Tony Melendez was born and raised in the Fordham section of the Bronx. He played high school ball at DeWitt Clinton High School, known for producing some well known athletes. He then transferred to Theodore Roosevelt. After that, he played five years of professional ball in Puerto Rico.
“All of my learning experience was in Puerto Rico,” he says. Before he opened this academy, Melendez owned a gym in Manhattan where players could come and work out. “I trained baseball players in the gym and outside of the gym.”
So, why open a baseball academy? As he says, “We figured there was nothing here in the Bronx, in this area that anyone was doing for the kids. We’ve seen a lot of kids around that have talent, but they don’t have the drive or motivation.”
Those who attend learn and live by the philosophy that owner, trainer and head coach Melendez preaches. “God, family, education, career, all in that order. We make sure that the kids understand the fact that there’s life besides baseball,” he says.
Jessy has a set of rules that all have to follow when they are at the academy and at home. These are rules that should be applied everywhere from no cursing, to no sagging pants, to treating everyone with respect, no matter what the age.
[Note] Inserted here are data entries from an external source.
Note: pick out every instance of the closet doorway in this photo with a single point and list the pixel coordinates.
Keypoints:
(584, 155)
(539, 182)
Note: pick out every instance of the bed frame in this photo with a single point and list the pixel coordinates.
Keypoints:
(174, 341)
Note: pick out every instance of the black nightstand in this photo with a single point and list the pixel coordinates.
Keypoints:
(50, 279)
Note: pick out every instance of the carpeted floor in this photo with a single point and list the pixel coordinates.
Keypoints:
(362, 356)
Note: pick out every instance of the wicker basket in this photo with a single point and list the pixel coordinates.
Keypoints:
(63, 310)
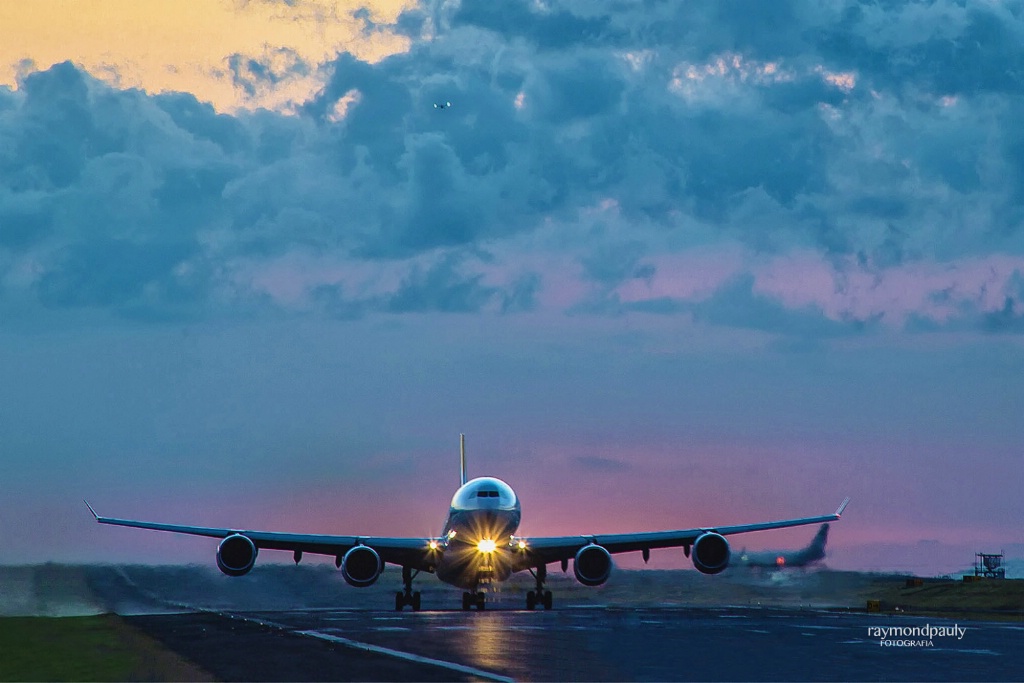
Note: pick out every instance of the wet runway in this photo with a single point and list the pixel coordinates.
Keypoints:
(669, 644)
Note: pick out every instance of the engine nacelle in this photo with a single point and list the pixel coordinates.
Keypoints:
(711, 553)
(592, 565)
(237, 555)
(360, 566)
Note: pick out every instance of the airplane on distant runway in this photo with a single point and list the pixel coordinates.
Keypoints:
(781, 559)
(476, 548)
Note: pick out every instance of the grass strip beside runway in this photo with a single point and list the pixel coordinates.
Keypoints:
(85, 648)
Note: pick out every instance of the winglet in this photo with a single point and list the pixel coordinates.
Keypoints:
(462, 454)
(842, 507)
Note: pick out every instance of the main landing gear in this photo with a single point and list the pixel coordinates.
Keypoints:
(408, 597)
(540, 596)
(470, 600)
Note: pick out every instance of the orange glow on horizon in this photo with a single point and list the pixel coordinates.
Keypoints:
(169, 45)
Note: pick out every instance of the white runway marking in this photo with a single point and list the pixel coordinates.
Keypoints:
(406, 655)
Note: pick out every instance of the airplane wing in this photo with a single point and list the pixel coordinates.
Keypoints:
(414, 552)
(555, 549)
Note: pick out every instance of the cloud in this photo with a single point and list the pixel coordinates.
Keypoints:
(593, 161)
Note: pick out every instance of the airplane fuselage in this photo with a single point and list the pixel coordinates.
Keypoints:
(477, 538)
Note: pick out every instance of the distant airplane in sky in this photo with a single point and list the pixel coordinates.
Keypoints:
(476, 548)
(780, 559)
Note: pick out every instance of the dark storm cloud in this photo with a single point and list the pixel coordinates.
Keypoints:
(883, 135)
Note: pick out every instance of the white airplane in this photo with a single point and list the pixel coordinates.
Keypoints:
(782, 559)
(477, 547)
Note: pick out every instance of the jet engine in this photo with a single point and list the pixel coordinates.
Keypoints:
(711, 553)
(592, 565)
(360, 566)
(237, 555)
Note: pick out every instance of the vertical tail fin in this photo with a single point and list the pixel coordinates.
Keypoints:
(462, 454)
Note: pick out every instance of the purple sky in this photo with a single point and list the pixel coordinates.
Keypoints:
(667, 264)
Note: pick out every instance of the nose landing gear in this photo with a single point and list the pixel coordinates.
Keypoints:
(470, 600)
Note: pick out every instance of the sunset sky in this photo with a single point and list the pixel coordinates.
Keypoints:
(666, 264)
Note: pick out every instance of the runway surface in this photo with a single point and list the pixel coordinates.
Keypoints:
(596, 643)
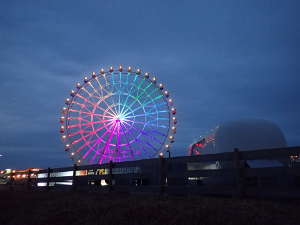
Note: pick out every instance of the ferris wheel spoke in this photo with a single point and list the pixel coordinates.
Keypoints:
(99, 140)
(147, 103)
(82, 146)
(147, 135)
(128, 143)
(90, 113)
(92, 148)
(91, 133)
(107, 145)
(101, 87)
(76, 118)
(87, 124)
(145, 114)
(77, 132)
(118, 140)
(94, 104)
(95, 90)
(129, 93)
(139, 96)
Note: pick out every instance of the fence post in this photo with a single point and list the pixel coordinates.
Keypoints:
(29, 180)
(162, 173)
(74, 184)
(239, 168)
(110, 176)
(48, 178)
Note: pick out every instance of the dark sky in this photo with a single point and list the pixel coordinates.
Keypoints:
(221, 60)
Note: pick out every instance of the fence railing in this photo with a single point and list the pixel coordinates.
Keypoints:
(223, 173)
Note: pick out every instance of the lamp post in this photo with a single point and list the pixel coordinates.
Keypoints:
(169, 154)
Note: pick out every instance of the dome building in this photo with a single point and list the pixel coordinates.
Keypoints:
(242, 134)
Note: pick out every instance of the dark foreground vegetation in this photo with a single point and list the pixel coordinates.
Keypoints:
(67, 208)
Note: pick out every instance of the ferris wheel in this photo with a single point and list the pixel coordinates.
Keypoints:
(117, 116)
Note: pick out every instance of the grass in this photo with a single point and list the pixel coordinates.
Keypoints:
(75, 208)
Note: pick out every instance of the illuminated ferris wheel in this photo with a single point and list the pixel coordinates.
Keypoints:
(117, 116)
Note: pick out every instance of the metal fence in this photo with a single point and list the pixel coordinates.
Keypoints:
(219, 174)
The husband and wife team make it known, before baseball, homework comes first. “They must have a certain grade point average and we do require that they bring us their progress reports or report cards. I do check up on their Facebook pages and their Instagram pages because if they’re here, I feel that they’ve stepped in these doors for a reason and it’s our responsibility as the adults to make sure we keep them on the right track,” explains Jessy.
Players like 17-year-old Brandon Castillo appreciate this. The way he explains it, his game “got a lot better” thanks to “the discipline” that is taught by Melendez. “It’s pretty much like they affected my whole life in a different way. I have a whole different mindset on baseball, life in general.”
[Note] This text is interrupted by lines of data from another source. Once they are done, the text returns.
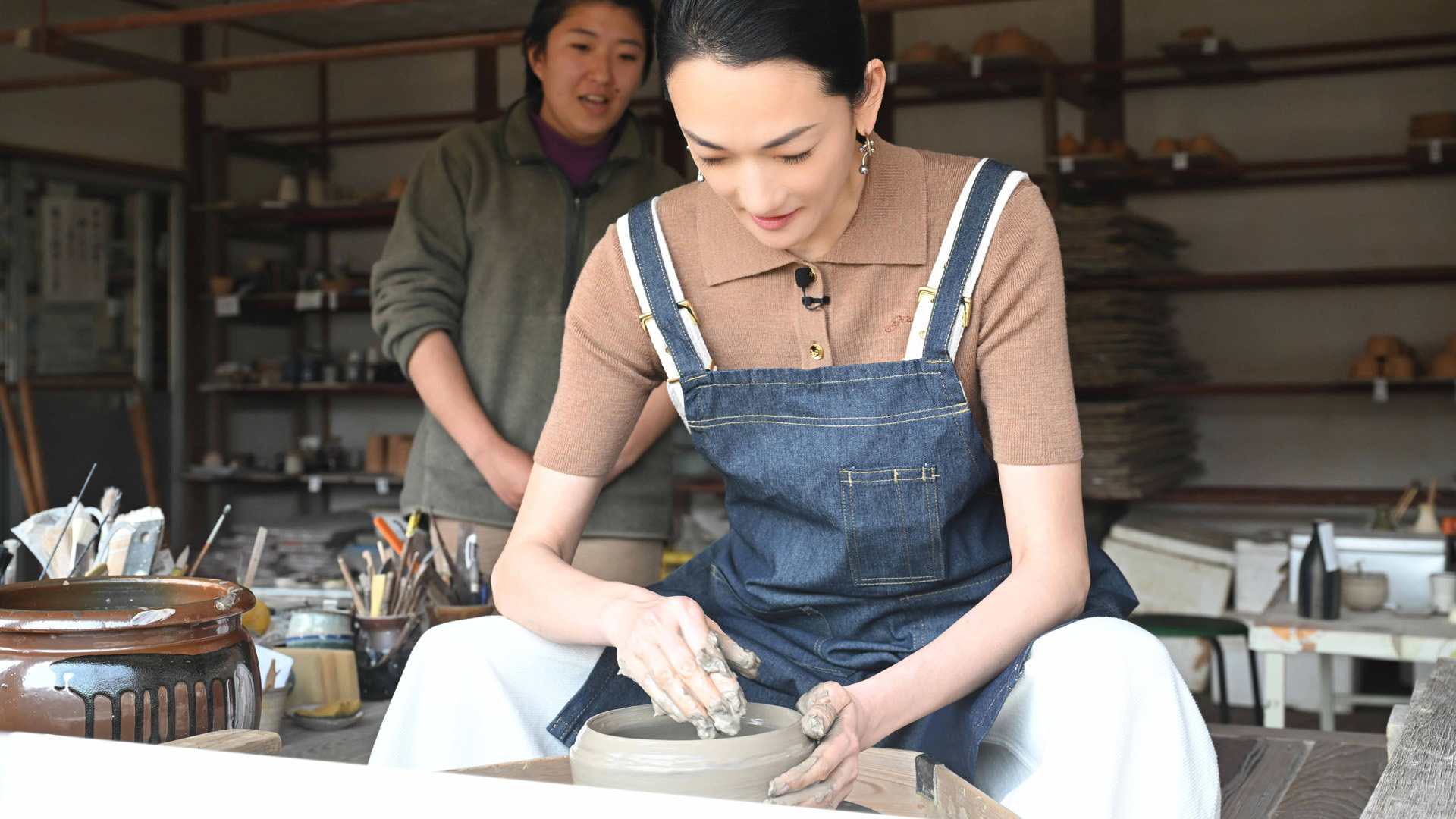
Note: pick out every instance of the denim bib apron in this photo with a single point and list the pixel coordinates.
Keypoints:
(864, 512)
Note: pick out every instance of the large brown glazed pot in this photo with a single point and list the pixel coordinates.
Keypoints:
(118, 657)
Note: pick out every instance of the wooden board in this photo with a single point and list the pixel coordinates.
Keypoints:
(1420, 781)
(237, 741)
(1332, 779)
(346, 745)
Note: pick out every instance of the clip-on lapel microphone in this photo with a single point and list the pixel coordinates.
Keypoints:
(804, 278)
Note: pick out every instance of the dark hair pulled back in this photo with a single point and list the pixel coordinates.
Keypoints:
(826, 36)
(549, 14)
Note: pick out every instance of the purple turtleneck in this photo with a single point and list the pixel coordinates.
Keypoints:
(576, 159)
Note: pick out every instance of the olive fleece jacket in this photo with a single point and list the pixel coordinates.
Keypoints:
(488, 243)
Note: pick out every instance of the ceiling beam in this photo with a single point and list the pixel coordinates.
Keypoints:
(174, 17)
(375, 52)
(42, 41)
(223, 14)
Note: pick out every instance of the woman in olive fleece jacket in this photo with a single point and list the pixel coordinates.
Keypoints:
(472, 289)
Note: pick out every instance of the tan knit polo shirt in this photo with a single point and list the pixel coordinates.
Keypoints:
(1017, 373)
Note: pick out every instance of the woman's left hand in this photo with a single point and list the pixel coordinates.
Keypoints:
(835, 717)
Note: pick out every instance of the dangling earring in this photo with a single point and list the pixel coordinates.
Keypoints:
(867, 149)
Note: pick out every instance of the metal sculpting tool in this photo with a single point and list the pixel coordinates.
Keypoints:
(64, 526)
(95, 539)
(209, 544)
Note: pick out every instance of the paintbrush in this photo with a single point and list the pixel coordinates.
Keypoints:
(67, 525)
(209, 544)
(382, 526)
(95, 538)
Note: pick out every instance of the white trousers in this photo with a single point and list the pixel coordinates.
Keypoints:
(1101, 725)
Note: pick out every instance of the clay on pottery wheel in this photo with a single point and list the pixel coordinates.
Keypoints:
(632, 749)
(107, 657)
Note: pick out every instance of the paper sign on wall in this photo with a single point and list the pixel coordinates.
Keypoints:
(74, 256)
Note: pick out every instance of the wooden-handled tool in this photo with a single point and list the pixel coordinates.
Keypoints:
(1426, 522)
(254, 558)
(1407, 497)
(209, 544)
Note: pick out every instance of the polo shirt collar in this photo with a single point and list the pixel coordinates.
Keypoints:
(889, 226)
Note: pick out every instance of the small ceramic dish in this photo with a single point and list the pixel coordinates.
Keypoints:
(634, 749)
(324, 723)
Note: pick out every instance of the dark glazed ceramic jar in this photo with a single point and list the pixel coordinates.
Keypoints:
(139, 659)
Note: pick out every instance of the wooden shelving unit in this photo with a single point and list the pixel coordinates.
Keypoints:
(1292, 496)
(1147, 180)
(1097, 88)
(1274, 280)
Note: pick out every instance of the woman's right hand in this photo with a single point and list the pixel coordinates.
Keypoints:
(685, 662)
(507, 469)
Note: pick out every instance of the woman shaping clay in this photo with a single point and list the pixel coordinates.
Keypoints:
(471, 293)
(870, 343)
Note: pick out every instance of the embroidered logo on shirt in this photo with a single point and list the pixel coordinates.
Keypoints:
(899, 321)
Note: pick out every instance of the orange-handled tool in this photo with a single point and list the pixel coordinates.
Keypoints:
(389, 535)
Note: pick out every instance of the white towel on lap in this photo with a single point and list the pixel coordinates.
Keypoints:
(1100, 725)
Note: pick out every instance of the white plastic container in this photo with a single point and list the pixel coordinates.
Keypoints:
(1407, 558)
Just like so many others, school was not first. His love for baseball came ahead of school. It did not take long for him to realize that in order to play ball, you have to do good in school.
There is not one without the other. Castillo’s GPA went from a “C” average to a “B” average student. After taking his SAT’s earlier this month, he now dreams not just about playing collegiate ball, but studying sports management hopefully on a scholarship.
Castillo is not the only success story. At this academy, over 50 students who graduated from high school have left on scholarships to colleges. When it first opened seven years ago, Melendez said the percentage of honor students was three to five percent. Now, it is at a high 93 percent. He attributes it to their philosophy.
When asked what the greatest story out of this academy is, Melendez responded, “How we got it. How we got here from where we came from. How it was God’s choice to be here. The story behind how we are here now.”
This is one place that you don’t just get lessons on how to throw, or hit the ball, or run the bases. At the Tony Melendez Baseball Training Academy, a youngster will get something he or she cannot get at an overcrowded school. That one- on- one attention can be a lifestyle transformation leading to success.